Finding Kuratowski subdivisions of nonplanar graphs
Here is a (roughly?) quadratic algorithm (in the number of edges) making use of PlanarGraphQ as a black box. The strategy is to delete as many edges as possible while keeping the graph nonplanar. Each iteration of the While loop does the following: it removes edges starting from the last one until the graph becomes planar, then puts the last edge removed at the start of the edge list. This edge cannot be removed without making the graph planar. Doing the loop collects such unremovable edges until there is no other edge left to look at. Note that PlanarGraphQ is called Length[EdgeList[g]] times. The Unsubdivide function simply contracts vertices of degree 2 to get either $K_5$ or $K_{3,3}$ as an output. It's not entirely clear what information you want to keep at the end (e.g. the list of vertices in an edge of the contracted graph) so I've not kept anything (other than vertex names).

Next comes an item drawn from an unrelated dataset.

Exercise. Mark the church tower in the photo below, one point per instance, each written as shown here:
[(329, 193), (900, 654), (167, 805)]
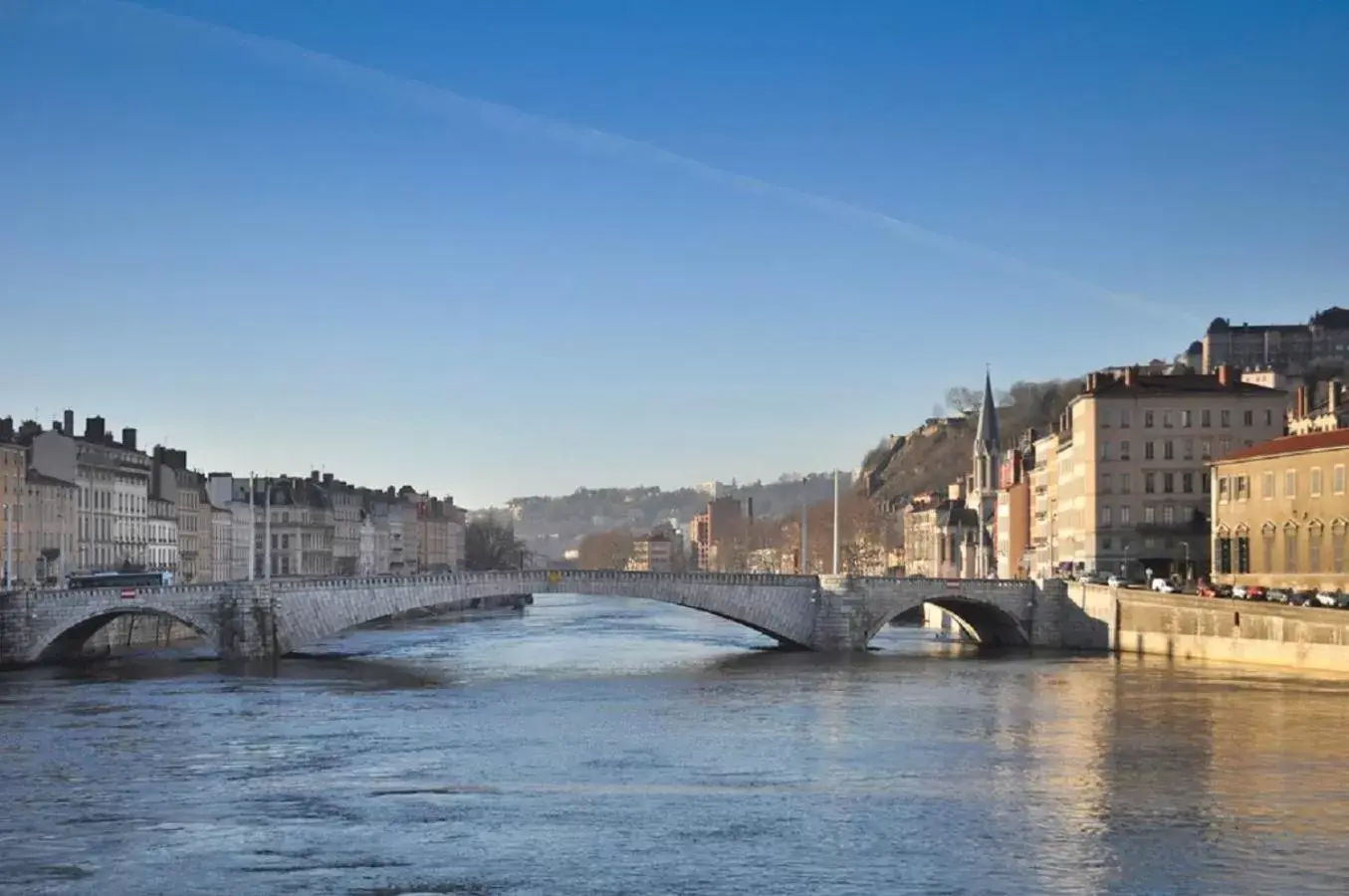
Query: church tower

ClearAll[KuratowskiSubgraph, UnSubdivide];
Module[{edges, nfound, pos},
KuratowskiSubgraph[g_Graph] := (
edges = DeleteDuplicatesBy[EdgeList[g], Sort];
nfound = 0;
While[nfound < Length[edges],
pos = SelectFirst[Range[Length[edges] - 1, nfound, -1],
PlanarGraphQ[Graph[edges[[;; #]]]] &];
edges = Join[{edges[[pos + 1]]}, edges[[;; pos]]];
nfound += 1];
Graph[edges]);
];
UnSubdivide[g_Graph] :=
Graph[Fold[#1 /. {el1___, UndirectedEdge[a___, #2, b___],
el2___, UndirectedEdge[c___, #2, d___], el3___} :>
{el1, el2, el3, UndirectedEdge[a, b, c, d]} &,
EdgeList[g],
Select[VertexList[g], VertexDegree[g, #] == 2 &]]];
On the example you gave,
g = Graph[{1 <-> 2, 1 <-> 3, 1 <-> 4, 1 <-> 5, 2 <-> 6, 3 <-> 7,
4 <-> 8, 5 <-> 9, 6 <-> 10, 7 <-> 11, 8 <-> 12, 9 <-> 13,
10 <-> 14, 11 <-> 14, 12 <-> 14, 13 <-> 14, 2 <-> 3, 3 <-> 4,
4 <-> 5, 10 <-> 11, 11 <-> 12, 12 <-> 13, 6 <-> 8, 7 <-> 9}]
g2 = KuratowskiSubgraph[g]
g3 = UnSubdivide[g2]
gives $K_{3,3}$ with vertices 1,3,6 connected to vertices 2,4,14. Looking at InputForm[g2] we can see what edges of the original graph connect 1 to 14 for instance: 1-5-9-13-14.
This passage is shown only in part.